Description
Salmon Tartare with Beetroot & Avocado is a fresh, no-cook appetizer that perfectly combines the delicate flavors of sushi-grade salmon with the earthy sweetness of beetroot and creamy texture of avocado. Enhanced with a tangy Dijon mustard dressing and fresh herbs, this vibrant dish is both visually appealing and satisfying, ideal for a modern European-inspired starter that is gluten-free and pescatarian friendly.
Ingredients
Scale
Salmon Tartare
- 6 oz sushi-grade salmon fillet, finely diced
- 1 small cooked beetroot, finely diced
- 1 ripe avocado, peeled, pitted, and diced
- 1 tbsp finely chopped red onion
- 1 tbsp capers, drained and chopped
- 1 tbsp fresh dill, chopped
- 1 tbsp chives, chopped
Dressing
- 2 tsp Dijon mustard
- 1 tbsp lemon juice
- 1 tbsp extra virgin olive oil
- Salt and freshly ground black pepper, to taste
Garnish (Optional)
- Microgreens or sprouts
Instructions
- Combine Tartare Ingredients: In a mixing bowl, gently combine the finely diced salmon, beetroot, avocado, red onion, capers, fresh dill, and chives, ensuring ingredients are evenly distributed without mashing the avocado.
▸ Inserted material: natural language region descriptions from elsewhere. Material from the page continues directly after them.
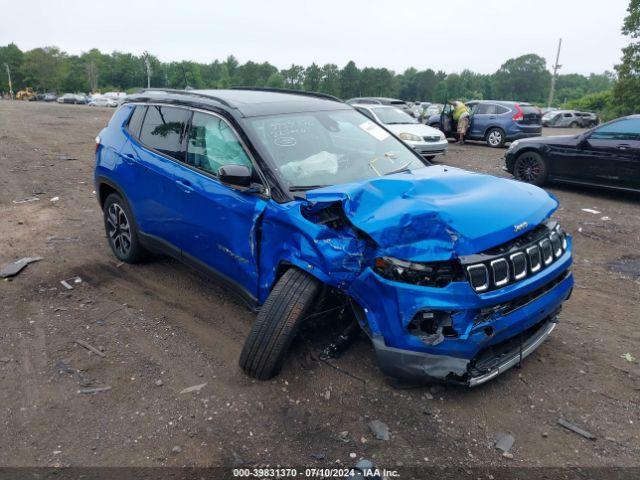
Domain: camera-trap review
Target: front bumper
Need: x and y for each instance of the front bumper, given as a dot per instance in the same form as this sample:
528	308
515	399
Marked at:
520	318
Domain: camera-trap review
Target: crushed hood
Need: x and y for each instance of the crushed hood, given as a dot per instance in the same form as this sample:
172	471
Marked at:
437	212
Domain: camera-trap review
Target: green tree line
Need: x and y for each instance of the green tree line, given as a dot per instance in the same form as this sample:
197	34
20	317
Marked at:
525	78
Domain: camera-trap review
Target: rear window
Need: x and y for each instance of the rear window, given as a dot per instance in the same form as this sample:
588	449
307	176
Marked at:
163	129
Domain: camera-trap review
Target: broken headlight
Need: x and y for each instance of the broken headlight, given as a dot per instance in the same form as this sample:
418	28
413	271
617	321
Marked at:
432	274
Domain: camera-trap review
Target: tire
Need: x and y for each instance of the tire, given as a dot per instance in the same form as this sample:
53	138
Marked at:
121	230
530	167
277	324
495	138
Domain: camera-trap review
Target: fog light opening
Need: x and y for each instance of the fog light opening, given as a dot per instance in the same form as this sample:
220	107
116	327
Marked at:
431	326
- Prepare Dressing: In a small bowl, whisk together the Dijon mustard, lemon juice, and extra virgin olive oil until the mixture is emulsified and smooth.
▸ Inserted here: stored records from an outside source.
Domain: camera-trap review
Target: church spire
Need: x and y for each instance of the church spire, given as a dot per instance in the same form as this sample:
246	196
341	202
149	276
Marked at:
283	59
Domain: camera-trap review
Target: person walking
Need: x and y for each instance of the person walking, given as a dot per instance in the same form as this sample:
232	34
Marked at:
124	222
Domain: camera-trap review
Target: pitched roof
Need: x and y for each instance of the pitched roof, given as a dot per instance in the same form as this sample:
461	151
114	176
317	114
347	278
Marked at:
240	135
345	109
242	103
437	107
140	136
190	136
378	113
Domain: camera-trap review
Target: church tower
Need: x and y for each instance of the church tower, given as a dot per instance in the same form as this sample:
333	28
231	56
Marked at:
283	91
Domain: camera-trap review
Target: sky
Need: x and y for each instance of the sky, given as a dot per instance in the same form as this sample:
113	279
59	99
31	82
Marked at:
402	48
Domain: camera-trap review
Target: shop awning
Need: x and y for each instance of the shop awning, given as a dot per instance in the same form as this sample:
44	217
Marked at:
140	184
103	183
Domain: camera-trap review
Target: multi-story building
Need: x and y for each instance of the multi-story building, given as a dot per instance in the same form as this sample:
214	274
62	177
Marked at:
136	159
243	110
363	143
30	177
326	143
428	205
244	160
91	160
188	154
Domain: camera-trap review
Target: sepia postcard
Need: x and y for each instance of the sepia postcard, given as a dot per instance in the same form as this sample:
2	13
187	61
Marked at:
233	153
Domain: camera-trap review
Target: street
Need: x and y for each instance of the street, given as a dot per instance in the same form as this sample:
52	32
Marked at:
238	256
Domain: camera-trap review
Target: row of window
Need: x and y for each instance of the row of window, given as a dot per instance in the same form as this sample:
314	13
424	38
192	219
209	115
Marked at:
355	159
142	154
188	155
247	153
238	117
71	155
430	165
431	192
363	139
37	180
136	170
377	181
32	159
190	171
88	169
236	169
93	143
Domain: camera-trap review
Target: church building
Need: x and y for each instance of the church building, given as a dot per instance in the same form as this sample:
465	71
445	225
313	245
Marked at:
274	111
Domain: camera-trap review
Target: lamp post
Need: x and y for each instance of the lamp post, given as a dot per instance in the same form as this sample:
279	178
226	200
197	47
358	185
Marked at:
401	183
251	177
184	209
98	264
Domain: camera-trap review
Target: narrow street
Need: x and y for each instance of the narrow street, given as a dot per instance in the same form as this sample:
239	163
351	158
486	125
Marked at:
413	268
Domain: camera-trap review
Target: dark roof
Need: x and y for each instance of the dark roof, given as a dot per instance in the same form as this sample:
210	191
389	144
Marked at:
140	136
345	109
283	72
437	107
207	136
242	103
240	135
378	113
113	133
- Mix Dressing with Tartare: Pour the prepared dressing over the salmon mixture and gently fold everything together carefully to maintain the texture of the avocado and salad components.
- Season: Add salt and freshly ground black pepper to taste, adjusting seasoning as desired for balanced flavor.
- Shape and Serve: If desired, use a ring mold to neatly shape the tartare onto a serving plate. Garnish the top with microgreens or sprouts for a touch of freshness and visual appeal.
- Serve Immediately: This dish is best enjoyed fresh to appreciate the textures and colors, so serve immediately once combined and garnished.
Notes
- Ensure to use only very fresh, sushi-grade salmon suitable for raw consumption to maintain safety and flavor quality.
- You can prepare the dressing and chop ingredients ahead of time, but combine them just before serving to keep the avocado from browning and maintain fresh textures.
- For a delightful variation, serve the tartare alongside toasted baguette slices or crackers to add a crunchy contrast.